Monday, January 09, 2006

Image


I love watching TV programmes about makeovers, plastic surgery and the like. If you were to ask me why I like watching them, I’d struggle a bit to answer – they just fascinate me in much the same way as I’d be fascinated to watch some strange and foreign religious ceremony that I hadn’t seen before and didn’t understand. I was watching one this afternoon (a makeover programme – not a strange and foreign religious ceremony) about a 44 year old woman who put herself through a number of plastic surgery procedures, fillers, botox and extensive dentistry work because she had a low self image. Why? Just get the poor bloody woman a psychiatrist, a life coach, a change of diet, a new hobby, a few yoga sessions, or maybe an OU course – put down the scalpel, canula and Botulinum Toxin and move away from the patient!

Are we really so shallow today that our self-worth is measured solely according to what we look like? Okay, I know that not all of us think that way, but I guess many people do, or there wouldn’t be so many TV hours devoted to it. Don’t get me wrong, at the end of the procedures, I have a smile of happiness for the poor downtrodden victim who finally thinks they are worth something, as ridiculously large as the next person but, at the same time, I feel a bit sick – it’s totally twisted. At least on the programme I watched today they had a psychotherapist working with the victim as well as a stylist (one of those weird looking creatures who are so perfectly styled that they look like a cartoon), and one of the things the psychotherapist did was to ask the woman to position people according to their careers on a ‘social ladder’. A ship’s captain made it to the top, followed by a doctor, then a model and then the woman herself on the bottom ring, alongside a shop assistant and a tramp. Jesus. Of course the helpful psychotherapist made sure that she corrected the woman’s ideas by simply swinging the ladder on its side and telling her that all those people were “just the same as you, dear”. Please.

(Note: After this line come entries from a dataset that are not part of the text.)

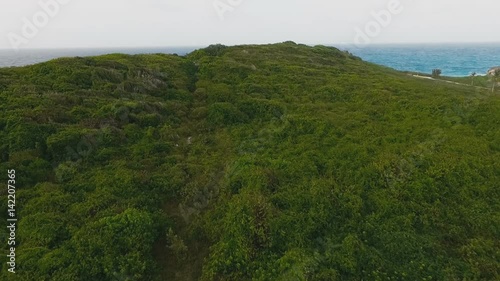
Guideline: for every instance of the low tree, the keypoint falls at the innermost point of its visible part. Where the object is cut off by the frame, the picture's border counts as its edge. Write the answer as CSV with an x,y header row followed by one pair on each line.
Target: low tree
x,y
495,77
473,75
436,73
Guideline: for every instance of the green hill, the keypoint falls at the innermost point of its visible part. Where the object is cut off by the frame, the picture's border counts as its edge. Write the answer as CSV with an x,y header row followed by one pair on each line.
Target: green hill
x,y
272,162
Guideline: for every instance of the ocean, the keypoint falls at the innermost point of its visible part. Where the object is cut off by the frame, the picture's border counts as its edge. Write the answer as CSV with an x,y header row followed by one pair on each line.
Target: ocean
x,y
452,59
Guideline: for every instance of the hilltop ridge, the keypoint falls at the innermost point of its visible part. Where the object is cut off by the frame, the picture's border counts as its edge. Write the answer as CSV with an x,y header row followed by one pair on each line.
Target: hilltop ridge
x,y
252,162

After the makeover was completed, her hair was done (by Trinny and Susannah’s stylist, no less), she was made up by a professional make-up artist, dressed by cardboard cut out stylist man and presented back to her husband and two daughters who managed to look both thrilled, and as if they’d just seen a horrific car crash at the same time. Totally twisted.

3 comments:

Unknown said...

I have a threory that people who have a low self image, such as that of the person you watched this aver, probably define their sense of worth from what they do... it's a bit of
an assumption but there you are.

I'll guess - probably incorrectly - that she didn't have an 'engaging' career and thought that this might be one of doing it?

I agree with your prescription - OU courses till she begs for mercy! Who wants to look like Jackie Stallone when they're older!

Messalina said...

You're dead right Ms B - she was a dinner lady from Leeds with a broad accent. I mention these things because it is how she 'explained' herself. I think that is why I found this particular programme so interesting - I'm from a working class background, am in the same age ball park and have quite a broad Yorkshire accent. However, when I think about myself and who I am, these aren't the features that first come to mind!

Anonymous said...

I find all this a bit sad and hate to see people exploited in this way on public viewing channels. Oh yes, you could argue, they choose to do it but do they? They must be encouraged by someone. And why can't that someone help them to realise that whatever they do, wherever they are from, however they speak, they are still worthwhile people making a real contribution to society.

Is it still the wretched English class system alive and well but covert to be PC. Who made the lady in question feel the need to 'explain' herself as she did?

She will certainly never get out of this quagmire by having makeovers. A short lived boost and then coming back to earth will make her feel even worse.

We need to address the social issues that makes these attitudes still prevalent. I personally loved my dinner ladies at school - they were my surrogate mums and mended all ills, were always cheerful and liked what they did. And that was a long time ago. Perhaps things have got worse rather than better.

This lady needs to be made to feel worthwhile by those around her. It is just sad. I feel for her.